The struggle is real. With the EU’s General Data Protection Regulation (GDPR) set to take effect in May 2018, the serious implications for corporate legal counsel and e-discovery teams are difficult to deny. Among other aspects of its broad reach, the GDPR extends compliance requirements to both data controllers and “processors,” a distinction that certainly includes e-discovery data processing in the context of litigation and investigations. Complicating matters further, the Regulation affords data subjects the “right to be forgotten,” a key aspect that affords individuals that right to request erasure or removal of data from systems and databases, presenting potential new challenges for the collection and hold of data in connection with U.S. discovery requirements.

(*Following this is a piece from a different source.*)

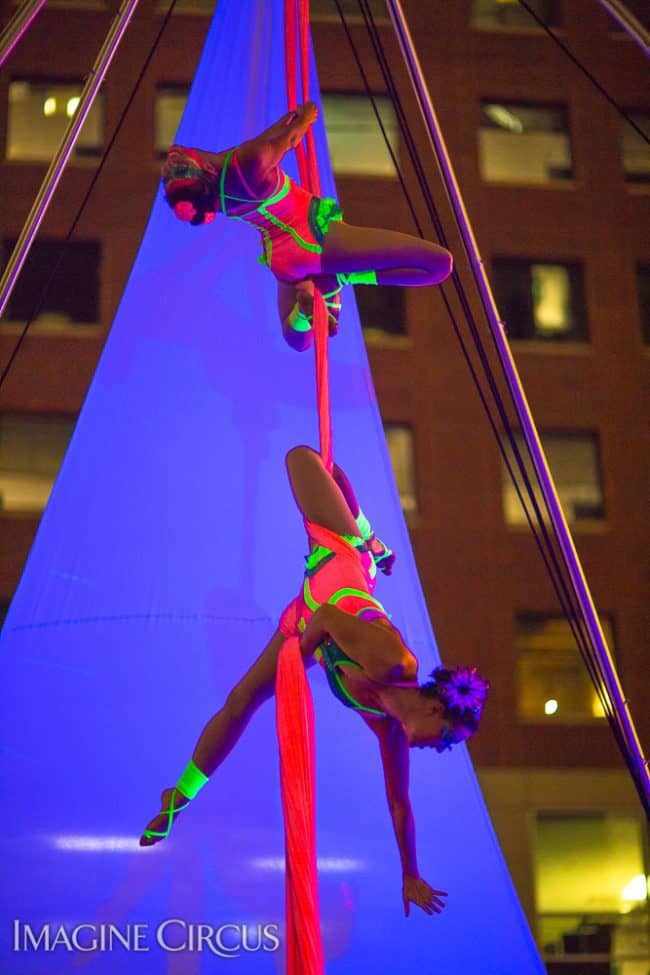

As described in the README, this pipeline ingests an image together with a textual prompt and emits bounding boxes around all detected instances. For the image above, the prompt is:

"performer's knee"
[286,444,323,478]
[224,686,255,721]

In addition, the GDPR imposes certain organizational requirements, accountability measures, breach notification requirements and processing system assessments, not to mention specific limitations around the transfer of personal data to third party countries not deemed to provide adequate personal data protections (here’s looking at you, Uncle Sam). And all of this is backed by some serious teeth: a tiered financial penalty regime stretching up to 4% of annual global revenue turnover. That can make for some astronomical numbers, and while it’s unlikely that such steep fines will be commonplace, it is clear that there is a concentrated effort on the part of regulators to place a level of seriousness around data protection and privacy compliance that rivals anti-trust considerations. The purported penalty scheme and steep financial consequence of non-compliance to the GDPR is, without question, an effort to get companies of all stripes to stand up and take notice.